Oman is trying to improve conditions for local people by imposing minimum wages and workforce quotas, while dealing with dwindling energy resources. George Mitton reports
The past two years may not have been the most difficult in the 48-year rule of Sultan Qaboos of Oman – there was a communist insurgency in the Dhofar province in the 1970s, after all – but they were hardly carefree.
During the Arab revolutions of 2011, rulers throughout the Gulf faced a challenge to their legitimacy, Qaboos included. He may have felt particularly vulnerable because, unlike some of its neighbours, Oman does not have large budget surpluses to divert to social programmes.
The sultan’s response has been to improve conditions for Omani citizens. In February, the Council of Ministers released plans to limit foreign workers to a third of the population and raise the minimum wage for nationals.
But there were fears these measures would lead to higher costs for business, prompting pessimistic predictions among analysts of the Muscat stock market. “There has been apprehension about costs increasing in industry,” says Anwar Zafar, head of asset management at Oman Arab Bank. “That apprehension was taking its toll on the market.”
However, the concerns about increased costs have yet to affect corporate results, a fact the markets seem to have noticed. At the end of May, the Muscat Securities Market Index, which tracks the top 30 companies on the exchange, had risen nearly 16% since the start of the year.
Another good factor for Oman is that its average daily output of oil rose 4% in 2012, while natural gas production rose 3.3%, according Nasser Al Jashmi, the undersecretary at the ministry of oil and gas. Though the country does not have the huge reserves of some of its neighbours, and is not a member of the Organization of the Petroleum Exporting Countries (OPEC), it is making the most of its resources with unconventional extraction technology, such as horizontal drilling to increase the output of existing projects, and discussions about prospecting for shale gas.
Amid these gains, the country is trying to reduce the contribution of oil and gas to its economy from a current level that accounts for more than half of nominal GDP. The country seems to be having some success, but it will be a long journey. A report by finance firm Gulf Investment House says non-oil GDP rose 5.4% in 2011, up from 3.1% two years earlier. Meanwhile, the country’s unemployment rate was estimated at 24.4% by the International Monetary Fund.
As in many Gulf states, the largest sector on the country’s stock exchange is banking, which accounts for some 40% of market capitalisation. The Muscat stock exchange is fairly developed by regional standards. It had a market capitalisation of nearly $33 billion at the end of April, according to the World Federation of Exchanges, making it the sixth largest stock exchange in the Mena region by this measure.

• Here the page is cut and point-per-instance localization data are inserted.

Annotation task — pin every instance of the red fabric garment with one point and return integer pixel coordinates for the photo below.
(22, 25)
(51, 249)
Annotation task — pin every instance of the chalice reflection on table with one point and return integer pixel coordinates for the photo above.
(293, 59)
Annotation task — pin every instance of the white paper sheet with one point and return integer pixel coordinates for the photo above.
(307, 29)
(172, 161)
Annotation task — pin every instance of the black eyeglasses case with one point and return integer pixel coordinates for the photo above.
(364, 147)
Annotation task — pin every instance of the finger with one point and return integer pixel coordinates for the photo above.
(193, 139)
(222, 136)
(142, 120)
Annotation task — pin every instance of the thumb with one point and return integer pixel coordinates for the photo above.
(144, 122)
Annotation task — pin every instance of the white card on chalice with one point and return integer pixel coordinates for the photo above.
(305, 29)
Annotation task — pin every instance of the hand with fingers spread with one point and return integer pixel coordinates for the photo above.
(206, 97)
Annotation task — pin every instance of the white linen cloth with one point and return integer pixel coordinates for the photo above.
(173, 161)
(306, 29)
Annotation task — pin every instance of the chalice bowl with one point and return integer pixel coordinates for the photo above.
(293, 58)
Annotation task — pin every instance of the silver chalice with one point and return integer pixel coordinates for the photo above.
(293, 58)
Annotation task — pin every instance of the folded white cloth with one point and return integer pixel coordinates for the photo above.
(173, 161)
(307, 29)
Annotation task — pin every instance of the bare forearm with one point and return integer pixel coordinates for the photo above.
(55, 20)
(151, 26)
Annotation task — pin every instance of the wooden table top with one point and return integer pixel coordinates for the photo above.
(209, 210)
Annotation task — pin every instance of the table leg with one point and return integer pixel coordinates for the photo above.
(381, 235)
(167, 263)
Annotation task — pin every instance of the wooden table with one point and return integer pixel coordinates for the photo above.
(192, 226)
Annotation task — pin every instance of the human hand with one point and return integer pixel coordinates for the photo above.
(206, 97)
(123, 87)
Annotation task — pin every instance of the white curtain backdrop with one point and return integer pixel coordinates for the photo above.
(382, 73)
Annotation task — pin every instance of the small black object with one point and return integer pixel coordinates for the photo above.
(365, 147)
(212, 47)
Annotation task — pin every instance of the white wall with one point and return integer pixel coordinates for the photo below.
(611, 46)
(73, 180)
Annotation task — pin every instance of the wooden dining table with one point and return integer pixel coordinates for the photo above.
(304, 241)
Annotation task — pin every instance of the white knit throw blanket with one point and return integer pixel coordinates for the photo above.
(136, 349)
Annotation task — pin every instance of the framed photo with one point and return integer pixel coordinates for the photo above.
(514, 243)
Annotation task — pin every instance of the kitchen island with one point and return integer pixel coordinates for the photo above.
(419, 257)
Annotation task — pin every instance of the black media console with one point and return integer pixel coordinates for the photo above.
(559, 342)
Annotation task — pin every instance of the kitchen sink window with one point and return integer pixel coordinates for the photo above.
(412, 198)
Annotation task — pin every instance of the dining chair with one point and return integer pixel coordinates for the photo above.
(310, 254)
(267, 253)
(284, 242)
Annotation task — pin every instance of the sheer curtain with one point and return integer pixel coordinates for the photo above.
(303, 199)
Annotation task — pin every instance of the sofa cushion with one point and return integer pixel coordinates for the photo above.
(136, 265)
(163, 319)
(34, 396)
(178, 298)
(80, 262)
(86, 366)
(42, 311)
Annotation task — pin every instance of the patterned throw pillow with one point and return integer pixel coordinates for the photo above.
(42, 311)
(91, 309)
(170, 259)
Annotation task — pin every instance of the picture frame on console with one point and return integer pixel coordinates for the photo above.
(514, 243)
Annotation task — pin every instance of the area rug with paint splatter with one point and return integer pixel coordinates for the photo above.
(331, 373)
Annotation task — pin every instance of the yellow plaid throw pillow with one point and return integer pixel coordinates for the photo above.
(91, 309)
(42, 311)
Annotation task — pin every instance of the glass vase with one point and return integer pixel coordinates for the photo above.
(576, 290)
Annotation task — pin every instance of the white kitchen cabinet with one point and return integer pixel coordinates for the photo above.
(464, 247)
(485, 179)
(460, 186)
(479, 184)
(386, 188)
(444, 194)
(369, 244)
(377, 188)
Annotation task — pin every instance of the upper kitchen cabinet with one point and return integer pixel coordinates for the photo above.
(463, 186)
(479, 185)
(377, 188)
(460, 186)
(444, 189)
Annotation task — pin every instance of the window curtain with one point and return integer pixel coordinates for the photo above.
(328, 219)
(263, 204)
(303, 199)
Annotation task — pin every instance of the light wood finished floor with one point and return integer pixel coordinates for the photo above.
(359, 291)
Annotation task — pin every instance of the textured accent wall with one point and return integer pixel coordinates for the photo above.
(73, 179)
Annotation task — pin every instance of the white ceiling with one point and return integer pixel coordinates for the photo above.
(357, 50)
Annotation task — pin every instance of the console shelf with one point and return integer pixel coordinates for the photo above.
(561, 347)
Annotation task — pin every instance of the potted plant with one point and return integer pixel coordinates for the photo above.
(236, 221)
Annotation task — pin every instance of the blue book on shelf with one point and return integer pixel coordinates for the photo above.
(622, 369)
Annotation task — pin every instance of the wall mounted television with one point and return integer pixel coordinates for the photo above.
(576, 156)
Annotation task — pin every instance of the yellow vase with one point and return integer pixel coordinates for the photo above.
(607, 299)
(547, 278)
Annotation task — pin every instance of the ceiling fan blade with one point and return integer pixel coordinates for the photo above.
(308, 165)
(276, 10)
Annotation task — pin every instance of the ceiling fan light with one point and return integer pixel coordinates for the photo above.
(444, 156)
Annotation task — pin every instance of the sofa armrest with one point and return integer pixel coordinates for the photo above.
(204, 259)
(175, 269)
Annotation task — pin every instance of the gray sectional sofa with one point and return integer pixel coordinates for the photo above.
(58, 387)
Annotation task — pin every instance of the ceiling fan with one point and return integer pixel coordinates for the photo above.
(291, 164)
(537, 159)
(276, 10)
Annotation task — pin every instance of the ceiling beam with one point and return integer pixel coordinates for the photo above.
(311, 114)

Last year, two Islamic banks completed oversubscribed initial public offerings, boosting the value of the exchange, which now lists 114 companies. But it is the small firms that have seen the greatest trading volumes in recent months, says Zafar.
“Eight or nine companies make up 80% of the market capitalisation, but the action is in the small caps,” he says.
Perhaps prompted by the upheaval of the Arab revolutions, Oman had its first municipal council elections last December. The country is also set to receive $500 million from the Abu Dhabi Fund for Development as part of the United Arab Emirates (UAE) government’s project to develop Gulf Cooperation Council nations.
It is probably wise for the UAE to subsidise its less wealthy neighbour, as it is in the interests of the rich Gulf countries to preserve Oman’s stability. Oman bears some similarities to Bahrain, which has been rattled by Arab Spring protests. If ranked by GDP per capita, the countries are next to each other at 53rd and 54th in the world.
The ongoing tension in Bahrain may weigh on the mind of Sultan Qaboos as he speculates the future of his country.